Carrie Slatton-Hodges is the deputy commissioner of treatment and recovery at the Oklahoma Department of Mental Health and Substance Abuse Services. She said although most areas in the state can meet the demand for buprenorphine, some towns don’t have a prescriber. Patients might have to drive almost an hour into larger cities for treatment.
Beaman said those patients from rural areas can be seen in larger cities’ clinics.
“We see them in our hospitals,” he said. “We see those patients that are not being treated in the overdose numbers.”
For some doctors, there’s a stigma around getting a waiver.
“I’ve heard doctors say things like, ‘I don’t want all those addicted people coming to my practice,’ even though half the time they’re already seeing them,” Slatton-Hodges said. “They’re just not treating addiction.”
Slatton-Hodges said though she believes that stigma has lessened, some doctors who are hesitant to treat addiction overprescribe opioids.
“I’m talking about physicians that in their mind, if someone has some arthritis pain, the thing to do is prescribe them opiates,” she said.
The OSU-Center for Health Sciences helped more than 100 doctors get their waivers in the past year, but Beaman said he sees no evidence the gap in addiction treatment access is closing in rural areas.
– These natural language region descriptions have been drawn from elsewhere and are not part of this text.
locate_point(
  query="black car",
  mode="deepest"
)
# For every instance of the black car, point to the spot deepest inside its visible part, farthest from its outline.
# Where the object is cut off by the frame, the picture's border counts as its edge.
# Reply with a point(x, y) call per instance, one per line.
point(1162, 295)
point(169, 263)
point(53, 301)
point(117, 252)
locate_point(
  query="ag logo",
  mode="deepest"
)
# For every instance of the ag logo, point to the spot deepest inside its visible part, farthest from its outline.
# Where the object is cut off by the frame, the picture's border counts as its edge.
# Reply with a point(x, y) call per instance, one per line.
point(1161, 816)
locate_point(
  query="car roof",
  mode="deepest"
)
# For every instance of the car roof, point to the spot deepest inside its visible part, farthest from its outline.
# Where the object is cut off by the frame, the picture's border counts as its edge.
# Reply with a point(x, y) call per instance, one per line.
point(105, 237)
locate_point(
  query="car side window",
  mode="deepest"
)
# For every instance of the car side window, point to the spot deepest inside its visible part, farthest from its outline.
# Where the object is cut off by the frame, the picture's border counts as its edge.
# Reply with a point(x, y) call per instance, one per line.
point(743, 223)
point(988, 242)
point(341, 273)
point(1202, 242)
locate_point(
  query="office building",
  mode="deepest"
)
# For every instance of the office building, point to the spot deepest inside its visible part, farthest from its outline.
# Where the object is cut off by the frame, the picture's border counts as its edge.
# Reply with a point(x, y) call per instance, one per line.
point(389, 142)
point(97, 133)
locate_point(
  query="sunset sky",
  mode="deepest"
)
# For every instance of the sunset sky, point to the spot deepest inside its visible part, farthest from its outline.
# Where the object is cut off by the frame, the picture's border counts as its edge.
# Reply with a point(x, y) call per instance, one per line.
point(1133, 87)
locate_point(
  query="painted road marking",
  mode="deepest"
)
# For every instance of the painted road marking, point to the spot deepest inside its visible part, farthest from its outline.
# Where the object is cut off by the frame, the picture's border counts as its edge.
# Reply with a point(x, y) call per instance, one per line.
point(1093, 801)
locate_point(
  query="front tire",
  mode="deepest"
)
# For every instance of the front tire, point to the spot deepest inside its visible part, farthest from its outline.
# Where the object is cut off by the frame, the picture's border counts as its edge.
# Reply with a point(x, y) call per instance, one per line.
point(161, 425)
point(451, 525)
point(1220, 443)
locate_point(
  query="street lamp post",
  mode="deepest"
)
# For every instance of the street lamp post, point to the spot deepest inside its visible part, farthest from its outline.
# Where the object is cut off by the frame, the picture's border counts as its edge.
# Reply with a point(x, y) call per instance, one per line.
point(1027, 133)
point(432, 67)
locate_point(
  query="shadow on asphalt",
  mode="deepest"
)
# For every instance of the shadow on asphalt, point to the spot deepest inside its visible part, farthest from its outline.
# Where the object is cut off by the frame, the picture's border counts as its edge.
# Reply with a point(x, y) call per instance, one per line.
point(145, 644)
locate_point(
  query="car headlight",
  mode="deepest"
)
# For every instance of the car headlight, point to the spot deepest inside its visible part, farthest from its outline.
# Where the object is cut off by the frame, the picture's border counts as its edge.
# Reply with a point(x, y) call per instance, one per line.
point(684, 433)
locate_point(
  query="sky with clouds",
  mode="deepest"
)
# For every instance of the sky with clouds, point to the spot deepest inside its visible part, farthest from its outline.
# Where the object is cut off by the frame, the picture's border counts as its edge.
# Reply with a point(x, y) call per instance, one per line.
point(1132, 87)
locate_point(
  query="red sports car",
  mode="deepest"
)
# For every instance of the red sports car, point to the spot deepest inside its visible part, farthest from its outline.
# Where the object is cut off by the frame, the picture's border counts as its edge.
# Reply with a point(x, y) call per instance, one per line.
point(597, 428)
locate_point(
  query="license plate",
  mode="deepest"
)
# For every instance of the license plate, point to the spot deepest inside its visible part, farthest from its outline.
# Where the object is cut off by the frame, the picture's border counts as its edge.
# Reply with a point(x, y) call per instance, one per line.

“I have no reason for optimism in that,” he said. “We’ve seen more providers, but I haven’t seen anybody, out of those providers, I haven’t seen a large uptake in people using it.”
However, Slatton-Hodges said she believes Oklahoma is on the right track in combating the opioid crisis. Overdose deaths from prescription opioids has gone down (statewide there were 435 in 2016 and 317 in 2016), and the number of doctors prescribing opioids has, too, she said.
Still, the state needs to take advantage of federal funds while the issue of opioid addiction is at the forefront, Slatton-Hodges said. President Donald Trump is expected to sign legislation that would help increase access to the medication, but it’s still unclear how much of an effect that will have in Oklahoma.
Meanwhile, Humphrey, the licensed clinical social worker, said her organization is trying to spread the word about the program, which aims to serve low-income patients.
“The medication-assisted treatment program is just in McAlester for now,” she said.”We need to work through all the kinks. The ones (patients) that we have are all from the area. I’m sure as we put the word out there and let the community know what we offer, I’m sure we’ll see more.”